Centesimus Quinquagesimus Sextus: July 8, 2009: Coluber
Theme for the remainder of the month: Alphabet Soup
coluber, colubri
Definition: snake, serpent
Sententia: Ovid's Metamorphoses Book 9.73-74, the story of Hercules and Achelous
Hanc ego ramosam natis e caede colubris
crescentemque malo domui domitamque reclusi.
I conquered this branchy one full of branches with the snakes born from the killing and increasing in bad and I revealed her having been conquered.

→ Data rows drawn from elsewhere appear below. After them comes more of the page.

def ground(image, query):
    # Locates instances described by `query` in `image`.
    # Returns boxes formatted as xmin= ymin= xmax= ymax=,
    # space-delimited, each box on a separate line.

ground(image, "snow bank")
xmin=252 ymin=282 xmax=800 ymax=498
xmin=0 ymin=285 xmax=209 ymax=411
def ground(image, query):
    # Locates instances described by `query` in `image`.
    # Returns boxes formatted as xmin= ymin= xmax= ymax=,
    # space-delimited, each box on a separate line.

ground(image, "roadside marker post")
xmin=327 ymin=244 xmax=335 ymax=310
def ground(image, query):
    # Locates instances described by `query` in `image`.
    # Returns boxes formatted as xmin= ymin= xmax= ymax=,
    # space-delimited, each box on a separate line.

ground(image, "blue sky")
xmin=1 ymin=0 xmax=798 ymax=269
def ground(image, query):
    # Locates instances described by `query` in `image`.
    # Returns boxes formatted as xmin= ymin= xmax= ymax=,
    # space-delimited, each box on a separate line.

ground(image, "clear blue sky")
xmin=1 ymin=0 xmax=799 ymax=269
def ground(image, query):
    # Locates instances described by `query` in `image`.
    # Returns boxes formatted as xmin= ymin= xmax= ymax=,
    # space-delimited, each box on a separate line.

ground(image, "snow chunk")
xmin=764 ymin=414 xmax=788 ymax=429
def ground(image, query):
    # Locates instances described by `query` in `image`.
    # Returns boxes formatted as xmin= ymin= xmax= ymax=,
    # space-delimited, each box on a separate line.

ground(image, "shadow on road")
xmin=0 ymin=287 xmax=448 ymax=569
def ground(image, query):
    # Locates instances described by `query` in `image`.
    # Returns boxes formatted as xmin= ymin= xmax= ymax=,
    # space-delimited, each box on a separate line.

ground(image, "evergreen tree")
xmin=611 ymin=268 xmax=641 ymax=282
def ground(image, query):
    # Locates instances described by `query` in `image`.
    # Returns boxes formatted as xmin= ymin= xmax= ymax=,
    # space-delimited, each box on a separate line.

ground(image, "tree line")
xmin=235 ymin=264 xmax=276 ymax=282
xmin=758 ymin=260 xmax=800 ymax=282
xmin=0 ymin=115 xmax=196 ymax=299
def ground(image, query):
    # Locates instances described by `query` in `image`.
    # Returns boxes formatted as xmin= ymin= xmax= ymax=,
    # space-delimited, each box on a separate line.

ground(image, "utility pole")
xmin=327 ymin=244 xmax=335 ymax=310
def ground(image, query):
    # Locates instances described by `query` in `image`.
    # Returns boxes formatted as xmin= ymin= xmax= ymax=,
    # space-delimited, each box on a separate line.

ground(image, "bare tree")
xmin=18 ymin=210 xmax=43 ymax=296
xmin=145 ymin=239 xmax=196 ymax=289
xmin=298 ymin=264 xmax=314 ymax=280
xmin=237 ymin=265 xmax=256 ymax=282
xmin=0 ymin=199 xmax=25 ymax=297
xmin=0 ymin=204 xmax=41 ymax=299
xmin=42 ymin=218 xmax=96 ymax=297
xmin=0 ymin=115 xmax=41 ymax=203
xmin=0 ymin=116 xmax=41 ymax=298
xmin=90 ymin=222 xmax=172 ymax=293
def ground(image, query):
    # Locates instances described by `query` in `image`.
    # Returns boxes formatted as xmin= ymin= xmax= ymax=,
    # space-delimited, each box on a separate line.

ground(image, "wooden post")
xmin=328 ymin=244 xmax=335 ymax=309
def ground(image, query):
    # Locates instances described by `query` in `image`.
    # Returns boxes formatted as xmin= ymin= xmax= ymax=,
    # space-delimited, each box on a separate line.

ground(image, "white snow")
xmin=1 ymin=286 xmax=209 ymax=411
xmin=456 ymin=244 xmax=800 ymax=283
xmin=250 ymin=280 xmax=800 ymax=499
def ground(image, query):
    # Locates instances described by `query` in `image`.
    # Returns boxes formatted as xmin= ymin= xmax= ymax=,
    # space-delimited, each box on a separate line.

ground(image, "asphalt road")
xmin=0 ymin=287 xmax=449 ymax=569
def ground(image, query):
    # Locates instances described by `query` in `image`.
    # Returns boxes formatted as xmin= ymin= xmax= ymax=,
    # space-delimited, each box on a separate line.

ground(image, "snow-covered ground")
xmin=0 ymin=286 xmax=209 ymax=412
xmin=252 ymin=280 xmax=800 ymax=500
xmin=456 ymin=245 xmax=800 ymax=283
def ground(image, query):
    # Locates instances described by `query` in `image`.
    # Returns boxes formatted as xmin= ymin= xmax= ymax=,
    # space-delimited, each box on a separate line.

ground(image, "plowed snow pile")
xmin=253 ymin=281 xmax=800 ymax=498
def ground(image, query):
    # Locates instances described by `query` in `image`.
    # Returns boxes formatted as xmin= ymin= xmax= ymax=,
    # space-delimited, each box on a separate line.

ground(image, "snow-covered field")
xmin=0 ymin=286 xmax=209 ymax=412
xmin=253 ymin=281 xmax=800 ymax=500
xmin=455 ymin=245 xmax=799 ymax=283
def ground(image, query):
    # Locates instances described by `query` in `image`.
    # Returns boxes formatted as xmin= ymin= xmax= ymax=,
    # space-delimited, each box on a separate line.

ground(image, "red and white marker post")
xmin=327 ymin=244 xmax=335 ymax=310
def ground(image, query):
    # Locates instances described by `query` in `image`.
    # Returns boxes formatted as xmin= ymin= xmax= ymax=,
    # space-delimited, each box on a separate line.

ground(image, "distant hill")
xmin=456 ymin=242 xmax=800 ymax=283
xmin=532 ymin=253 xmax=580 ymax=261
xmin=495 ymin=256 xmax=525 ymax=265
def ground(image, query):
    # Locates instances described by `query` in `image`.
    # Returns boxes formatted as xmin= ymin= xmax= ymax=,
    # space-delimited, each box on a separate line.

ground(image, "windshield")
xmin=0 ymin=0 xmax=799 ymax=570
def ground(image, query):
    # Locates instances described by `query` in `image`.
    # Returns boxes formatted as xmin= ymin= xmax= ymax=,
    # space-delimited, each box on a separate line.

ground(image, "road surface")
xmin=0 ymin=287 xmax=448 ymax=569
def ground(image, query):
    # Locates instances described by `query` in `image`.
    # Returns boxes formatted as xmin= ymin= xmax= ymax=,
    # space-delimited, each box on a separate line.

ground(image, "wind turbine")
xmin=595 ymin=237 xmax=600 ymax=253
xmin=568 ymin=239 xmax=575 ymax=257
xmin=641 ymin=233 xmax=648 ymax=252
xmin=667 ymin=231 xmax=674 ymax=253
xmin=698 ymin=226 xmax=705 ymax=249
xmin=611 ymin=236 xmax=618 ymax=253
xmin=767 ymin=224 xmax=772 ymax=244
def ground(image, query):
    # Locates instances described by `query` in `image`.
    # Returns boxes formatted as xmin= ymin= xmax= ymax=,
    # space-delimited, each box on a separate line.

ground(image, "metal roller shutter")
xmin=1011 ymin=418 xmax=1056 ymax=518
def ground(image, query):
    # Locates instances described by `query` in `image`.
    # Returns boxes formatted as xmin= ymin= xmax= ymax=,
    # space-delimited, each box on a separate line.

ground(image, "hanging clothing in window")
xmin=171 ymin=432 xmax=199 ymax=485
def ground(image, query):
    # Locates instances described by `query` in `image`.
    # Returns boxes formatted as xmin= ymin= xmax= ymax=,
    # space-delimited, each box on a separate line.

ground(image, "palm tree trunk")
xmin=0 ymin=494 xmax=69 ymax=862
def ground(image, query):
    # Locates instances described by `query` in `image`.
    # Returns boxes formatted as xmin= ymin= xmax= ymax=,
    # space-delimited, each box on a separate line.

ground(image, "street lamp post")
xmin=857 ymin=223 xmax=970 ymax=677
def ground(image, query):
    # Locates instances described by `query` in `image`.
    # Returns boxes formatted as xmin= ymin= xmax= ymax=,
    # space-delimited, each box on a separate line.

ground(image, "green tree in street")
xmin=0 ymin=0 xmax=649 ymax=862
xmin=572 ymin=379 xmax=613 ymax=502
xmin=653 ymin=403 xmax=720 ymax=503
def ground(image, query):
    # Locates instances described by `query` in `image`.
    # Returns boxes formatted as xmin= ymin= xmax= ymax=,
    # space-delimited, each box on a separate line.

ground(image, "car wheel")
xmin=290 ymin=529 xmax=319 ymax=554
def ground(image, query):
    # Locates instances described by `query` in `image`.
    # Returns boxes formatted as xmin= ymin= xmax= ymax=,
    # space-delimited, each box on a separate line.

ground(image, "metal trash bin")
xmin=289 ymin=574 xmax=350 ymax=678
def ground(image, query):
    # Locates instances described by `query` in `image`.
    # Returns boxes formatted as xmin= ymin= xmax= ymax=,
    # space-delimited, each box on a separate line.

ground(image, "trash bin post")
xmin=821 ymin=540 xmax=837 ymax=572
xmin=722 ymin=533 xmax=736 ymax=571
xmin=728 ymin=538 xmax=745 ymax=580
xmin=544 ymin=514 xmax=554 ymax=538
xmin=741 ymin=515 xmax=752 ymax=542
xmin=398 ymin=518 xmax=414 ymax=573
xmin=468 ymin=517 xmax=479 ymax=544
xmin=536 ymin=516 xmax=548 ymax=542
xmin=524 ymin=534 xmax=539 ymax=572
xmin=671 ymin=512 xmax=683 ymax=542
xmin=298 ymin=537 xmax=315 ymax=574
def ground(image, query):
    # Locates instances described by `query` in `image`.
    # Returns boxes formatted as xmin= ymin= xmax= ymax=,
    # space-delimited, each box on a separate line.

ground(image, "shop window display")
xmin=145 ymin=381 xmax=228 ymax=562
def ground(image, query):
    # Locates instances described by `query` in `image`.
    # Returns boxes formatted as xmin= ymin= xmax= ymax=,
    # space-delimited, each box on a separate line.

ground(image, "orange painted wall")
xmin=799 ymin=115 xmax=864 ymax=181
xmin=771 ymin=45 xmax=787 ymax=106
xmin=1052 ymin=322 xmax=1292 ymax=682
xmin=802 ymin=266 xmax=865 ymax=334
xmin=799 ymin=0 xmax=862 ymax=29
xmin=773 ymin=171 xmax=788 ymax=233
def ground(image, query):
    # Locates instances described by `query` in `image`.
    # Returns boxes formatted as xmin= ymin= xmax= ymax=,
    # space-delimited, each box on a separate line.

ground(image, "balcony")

In this story, Achelous, a river god, relates to guests how he fought Hercules for the hand of Deianeira. Though he was thoroughly trounced, he was willing to admit this defeat because of the superhuman strength of his opponent. The transformation, inevitable as one of the Metamorphoses, comes when Achelous, a human, changes into a snake, then a bull. This sentence comes as Hercules is scoffing at Achelous' snake form, since when he was a baby he defeated serpents, and his second task was to defeat the Hydra (described here), a much more difficult foe. I rather liked this story, found at http://www.perseus.tufts.edu/cgi-bin/ptext?doc=Perseus:abo:phi,0959,006:9:73&vers=original&word=co^lu^ber#word1.
"Coluber" is used in the Aeneid in Book 2 in the Pyrrhus section, and 3 other times off syllabus. It's also used relatively frequently (5 times) in Ovid's Metamorphoses. These are 9 of only 35 instances of the word. Etymologically, it is related to "celer," swift.